The same thing is happening now: Fatah against Abbas. Although the Fatah movement did not assume responsibility for the Jerusalem terror attack, its activists have not missed a single opportunity to cheer the perpetrators on social media, news broadcasts and in formal announcements, and to note that one of the three — Atta — was its own flesh and blood and deserving of glory.

During the so-called individual intifada, Abbas asked Fatah activists to act with restraint and teach young Palestinians in schools that terror attacks were opposed to Palestinian interests, and the chairman and senior PA officials were extremely worried about the lives of the young people who could be killed or injured in such attacks. The activists were also urged to convey the message that the Palestinians must give the diplomatic process a chance to eventually result in the establishment of the Palestinian state.

Israel interpreted these moves as attempts — among other things — to preserve Abbas’ rule, which would be undermined if another bloody intifada were to erupt in the territories and deteriorate into chaos in PA territory. Now that trend has reversed itself.

An Israeli security source speaking to Al-Monitor on condition of anonymity said Fatah’s expression of support for the Jerusalem attack is just as severe as accepting responsibility for it. “This time we are seeing encouragement, support and glorification. The message being conveyed by the Fatah activists to the rank and file is that every terror attack against Israel, even if not directed by the organization, not only is not wrong but is welcome,” he argued.

Abbas, who is working through diplomatic channels to promote talks with Israel through US mediation, did not condemn the attack and did not silence the militant voices within his movement. Although Abbas proved at the Fatah convention that he still holds the reins, it seems he only exercises this control in moves designed to deter his opponents. He avoids confrontation with those leading the militant line, especially because he needs their support in the Fatah institutions to stay in power.

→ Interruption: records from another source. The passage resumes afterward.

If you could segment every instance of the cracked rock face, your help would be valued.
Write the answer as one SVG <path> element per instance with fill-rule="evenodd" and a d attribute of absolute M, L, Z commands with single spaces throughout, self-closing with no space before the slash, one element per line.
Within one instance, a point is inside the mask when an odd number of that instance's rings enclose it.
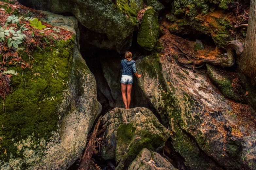
<path fill-rule="evenodd" d="M 78 34 L 74 17 L 45 14 L 42 21 Z M 31 70 L 17 69 L 12 92 L 5 99 L 10 119 L 1 132 L 0 148 L 6 149 L 1 169 L 67 169 L 82 153 L 101 106 L 94 77 L 74 37 L 44 52 L 30 51 L 37 73 L 33 81 Z"/>
<path fill-rule="evenodd" d="M 161 149 L 171 135 L 148 109 L 115 108 L 102 118 L 107 129 L 102 135 L 102 156 L 115 159 L 116 169 L 127 168 L 143 148 Z"/>
<path fill-rule="evenodd" d="M 128 170 L 178 170 L 158 153 L 144 148 L 129 165 Z"/>
<path fill-rule="evenodd" d="M 136 64 L 143 75 L 140 88 L 173 132 L 172 145 L 187 166 L 255 169 L 255 131 L 230 116 L 231 106 L 205 75 L 196 76 L 157 53 L 145 56 Z"/>
<path fill-rule="evenodd" d="M 89 29 L 88 34 L 83 35 L 85 39 L 90 38 L 90 42 L 98 47 L 120 53 L 124 53 L 131 45 L 133 32 L 138 29 L 137 14 L 144 8 L 144 3 L 153 5 L 156 10 L 163 8 L 157 0 L 19 1 L 38 10 L 72 13 Z"/>

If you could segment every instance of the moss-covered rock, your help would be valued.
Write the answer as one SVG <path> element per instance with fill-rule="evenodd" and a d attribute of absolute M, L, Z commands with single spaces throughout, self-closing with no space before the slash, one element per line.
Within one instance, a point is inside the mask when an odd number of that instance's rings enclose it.
<path fill-rule="evenodd" d="M 156 54 L 138 60 L 136 64 L 143 74 L 139 79 L 141 89 L 173 132 L 172 147 L 188 168 L 254 169 L 252 163 L 256 158 L 250 143 L 256 137 L 255 132 L 247 135 L 240 126 L 244 137 L 231 134 L 228 125 L 234 118 L 226 110 L 232 110 L 231 107 L 204 76 L 196 76 Z M 211 113 L 208 109 L 219 111 Z M 244 161 L 250 163 L 249 166 Z"/>
<path fill-rule="evenodd" d="M 20 48 L 25 61 L 33 58 L 31 68 L 8 68 L 18 75 L 12 77 L 12 92 L 0 99 L 6 108 L 0 114 L 2 169 L 66 169 L 82 153 L 84 134 L 101 109 L 94 77 L 77 48 L 77 21 L 47 16 L 55 25 L 72 21 L 65 25 L 74 35 L 31 50 L 29 56 Z"/>
<path fill-rule="evenodd" d="M 197 39 L 194 46 L 194 50 L 195 51 L 204 49 L 204 45 L 200 40 Z"/>
<path fill-rule="evenodd" d="M 177 20 L 177 18 L 173 14 L 166 14 L 165 17 L 171 22 L 174 22 Z"/>
<path fill-rule="evenodd" d="M 116 108 L 102 118 L 107 129 L 102 135 L 102 156 L 115 158 L 116 169 L 127 168 L 144 148 L 161 150 L 171 135 L 148 109 Z"/>
<path fill-rule="evenodd" d="M 147 5 L 151 6 L 155 11 L 159 12 L 164 8 L 163 5 L 158 0 L 144 0 Z"/>
<path fill-rule="evenodd" d="M 225 73 L 214 66 L 207 64 L 206 66 L 207 74 L 211 80 L 219 88 L 224 96 L 242 103 L 247 103 L 246 91 L 243 89 L 239 82 L 232 82 L 230 78 L 225 75 Z"/>
<path fill-rule="evenodd" d="M 144 7 L 142 0 L 129 3 L 126 0 L 19 2 L 37 9 L 56 13 L 72 13 L 86 27 L 105 35 L 102 38 L 108 42 L 105 47 L 121 53 L 130 46 L 133 32 L 137 27 L 137 13 Z"/>
<path fill-rule="evenodd" d="M 151 7 L 148 6 L 144 13 L 139 29 L 138 44 L 147 50 L 153 50 L 159 36 L 159 31 L 158 14 Z"/>
<path fill-rule="evenodd" d="M 224 18 L 211 15 L 196 15 L 194 17 L 178 20 L 170 25 L 171 32 L 179 35 L 189 35 L 196 33 L 211 37 L 216 45 L 223 49 L 227 43 L 234 38 L 229 30 L 230 22 Z M 199 38 L 200 35 L 198 35 Z"/>
<path fill-rule="evenodd" d="M 144 148 L 129 165 L 128 170 L 178 170 L 159 153 Z"/>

His silence now in the face of the independent militant line is actually opposed to the diplomatic moves he aspires to advance and, perhaps, even to his philosophy. Yet Abbas is hostage to the political forces surrounding him. More so, he must cope with prevailing sentiments within the Palestinian street, by which he is conducting a policy that is too submissive and too lenient vis-a-vis Israel. And so, Abbas’ silence constitutes in fact surrender to the new Fatah forces. “If Abbas thinks that his silence vis-a-vis the forces within his movement will help him maintain his position and power, he will find out he was wrong, big time,” said the defense source. “His silence is being interpreted as weakness, and he will pay a price for it.” Still, it is important to remember that breaking the silence vis-a-vis Fatah militants might actually cost Abbas an even higher price.